CLI tool for running JAX training on Google Cloud Spot TPUs with automatic preemption recovery. Provisions TPUs, uploads code, runs training, and seamlessly retries when Spot instances get preempted.

Installation

pip install spotax

Requires Python 3.10+ and gcloud CLI.

# Verify prerequisites
spotax setup

# Auto-fix issues (SSH keys, OS Login)
spotax setup --fix

Quick Start

spotax run train.py --tpu v5litepod-1 --zone us-central1-a

SpotJAX will:

  1. Create a GCS bucket for checkpoints
  2. Provision a Spot TPU
  3. SSH into all nodes and upload your code via rsync
  4. Run spotax_setup.sh if present (custom pre-install steps)
  5. Install requirements.txt dependencies
  6. Run your script with checkpoint/distributed env vars injected
  7. On preemption: clean up, provision a new TPU, and resume from last checkpoint

Project Structure

your-project/
  train.py              # Your training script
  data.py               # Data loading (optional)
  spotax_utils.py       # Checkpoint & distributed utilities (copy from examples/)
  requirements.txt      # Dependencies installed on TPU VMs
  spotax_setup.sh       # Pre-install script (optional)

spotax_utils.py

SpotJAX handles infrastructure recovery automatically — on preemption it provisions a new TPU and reruns your script. But without checkpointing, your training would restart from step 0 every time. spotax_utils.py bridges this gap: it saves model state to GCS and restores it on retry, so training resumes from where it left off.

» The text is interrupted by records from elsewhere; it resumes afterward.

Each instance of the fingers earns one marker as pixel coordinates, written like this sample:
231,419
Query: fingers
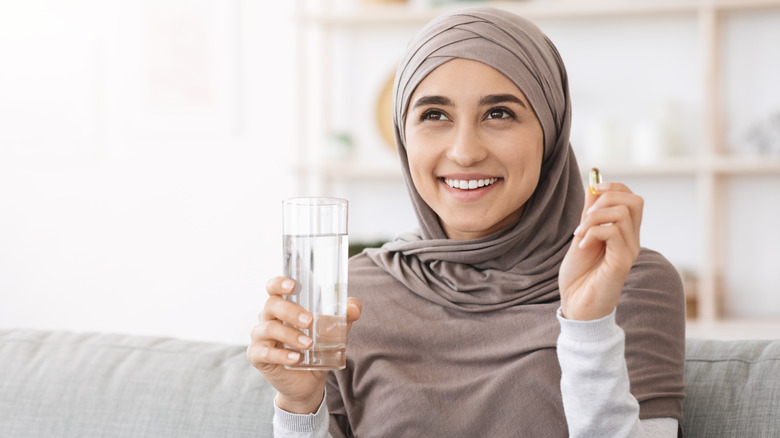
267,340
280,286
612,216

Copy this file from examples/ into your project. It provides checkpoint management and distributed training setup with no runtime dependency on the spotax package.

from spotax_utils import CheckpointManager, get_config, setup_distributed

config = get_config()
setup_distributed(config)  # Required for multi-node (v4-16+), no-op for single-node

ckpt = CheckpointManager(config.checkpoint_dir, save_interval_steps=1000)
state, start_step = ckpt.restore_or_init(initial_state)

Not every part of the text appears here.